Miragoâne: la manifestation contre la vie chère dispersée par la police

Publié le 2022-08-29 | lenouvelliste.com

Des milliers de personnes étaient à nouveau dans les rues, dans le chef-lieu du département des Nippes, ce lundi 29 août pour continuer à dénoncer la cherté de la vie, la rareté du carburant et l’insécurité. Ayant débuté leur course au carrefour Lacroix, les manifestants qui étaient empêchés de se rendre au centre-ville par la police, ont pris la direction de Chalon, en passant par carrefour Desruisseaux.

La foule qui s’est renforcée à Chalon, a tenté vainement une nouvelle fois de se rendre au centre-ville, à son retour de cette localité de la première section communale. Les policiers qui avaient entrecroisé leurs véhicules à proximité du tribunal de paix de Miragoâne, ont fait usage de gaz lacrymogène pour disperser la foule, alors que les manifestants s’approchaient les mains en l’air. Ce qui a provoqué un vent panique à Desruisseaux où des riverains couraient dans toutes les directions. Contraints de rebrousser chemin, certains protestataires ont pris la direction de Berquin alors que d’autres rentraient chez eux.

« Ces policiers sont payés pour agir ainsi. Comment osent-ils utiliser du gaz lacrymogène contre des affamés qui protestent pacifiquement ? », a tempêté un manifestant.

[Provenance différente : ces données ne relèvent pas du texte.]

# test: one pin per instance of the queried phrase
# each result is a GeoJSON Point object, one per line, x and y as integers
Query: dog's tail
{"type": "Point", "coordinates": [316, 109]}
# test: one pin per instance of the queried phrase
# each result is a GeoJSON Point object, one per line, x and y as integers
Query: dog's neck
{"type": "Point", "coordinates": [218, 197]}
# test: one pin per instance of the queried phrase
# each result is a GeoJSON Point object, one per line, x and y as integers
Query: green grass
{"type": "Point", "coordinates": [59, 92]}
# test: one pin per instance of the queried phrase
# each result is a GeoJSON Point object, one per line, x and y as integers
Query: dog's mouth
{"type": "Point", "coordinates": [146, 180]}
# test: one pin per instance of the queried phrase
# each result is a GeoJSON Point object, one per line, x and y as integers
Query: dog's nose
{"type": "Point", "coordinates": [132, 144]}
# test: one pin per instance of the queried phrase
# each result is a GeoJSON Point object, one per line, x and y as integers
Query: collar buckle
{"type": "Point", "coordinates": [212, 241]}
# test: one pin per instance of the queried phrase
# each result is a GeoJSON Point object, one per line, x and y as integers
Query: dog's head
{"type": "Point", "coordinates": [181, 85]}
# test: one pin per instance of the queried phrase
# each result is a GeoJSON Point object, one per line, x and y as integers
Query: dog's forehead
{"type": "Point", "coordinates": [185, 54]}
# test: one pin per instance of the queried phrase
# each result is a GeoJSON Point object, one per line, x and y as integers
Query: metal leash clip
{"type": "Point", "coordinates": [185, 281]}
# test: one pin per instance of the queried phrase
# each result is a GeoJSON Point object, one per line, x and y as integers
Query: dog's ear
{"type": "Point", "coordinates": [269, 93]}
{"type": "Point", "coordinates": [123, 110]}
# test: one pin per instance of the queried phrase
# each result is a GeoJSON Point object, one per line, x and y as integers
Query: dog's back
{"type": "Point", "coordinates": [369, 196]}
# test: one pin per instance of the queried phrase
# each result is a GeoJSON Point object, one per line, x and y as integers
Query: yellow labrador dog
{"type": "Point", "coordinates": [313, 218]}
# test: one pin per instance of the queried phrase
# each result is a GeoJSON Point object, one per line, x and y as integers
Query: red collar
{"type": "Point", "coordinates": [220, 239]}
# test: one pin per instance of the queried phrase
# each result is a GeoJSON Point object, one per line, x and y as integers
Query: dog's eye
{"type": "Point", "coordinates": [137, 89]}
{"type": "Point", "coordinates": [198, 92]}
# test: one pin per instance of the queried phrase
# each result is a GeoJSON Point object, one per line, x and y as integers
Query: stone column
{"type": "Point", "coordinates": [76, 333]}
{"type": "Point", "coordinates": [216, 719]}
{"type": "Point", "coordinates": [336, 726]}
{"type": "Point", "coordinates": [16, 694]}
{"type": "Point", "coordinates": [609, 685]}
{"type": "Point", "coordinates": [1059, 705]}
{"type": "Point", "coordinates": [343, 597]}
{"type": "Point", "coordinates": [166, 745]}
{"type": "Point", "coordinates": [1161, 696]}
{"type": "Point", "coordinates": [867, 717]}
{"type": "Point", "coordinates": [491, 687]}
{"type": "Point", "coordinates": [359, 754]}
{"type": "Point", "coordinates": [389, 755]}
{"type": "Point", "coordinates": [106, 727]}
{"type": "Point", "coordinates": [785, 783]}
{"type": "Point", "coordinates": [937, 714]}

Touché par le gaz lacrymogène, le professeur Wilfince Mombrun critique, lui aussi, le comportement des policiers. « La police prouve qu’elle est, avec le Premier ministre, le bras alimentant l’insécurité et le kidnapping. Il y a beaucoup de gangs et de corrompus au sein de la Police nationale d'Haïti (PNH), voilà pourquoi les opérations policières ont du mal à réussir », a martelé le psychologue visiblement en colère, insistant sur le fait qu’il s’agissait d’une manifestation pacifique.

Après la dispersion du cortège qui prenait la direction du centre-ville, les agents de la PNH ont intimé l’ordre aux citoyens de rentrer chez eux. « Rantre lakay nou. Sinon n ap pran gaz, gaz ak baton », a lancé un agent de l’Unité départementale de maintien de l'ordre (UDMO), dans un porte-voix, depuis sa patrouille.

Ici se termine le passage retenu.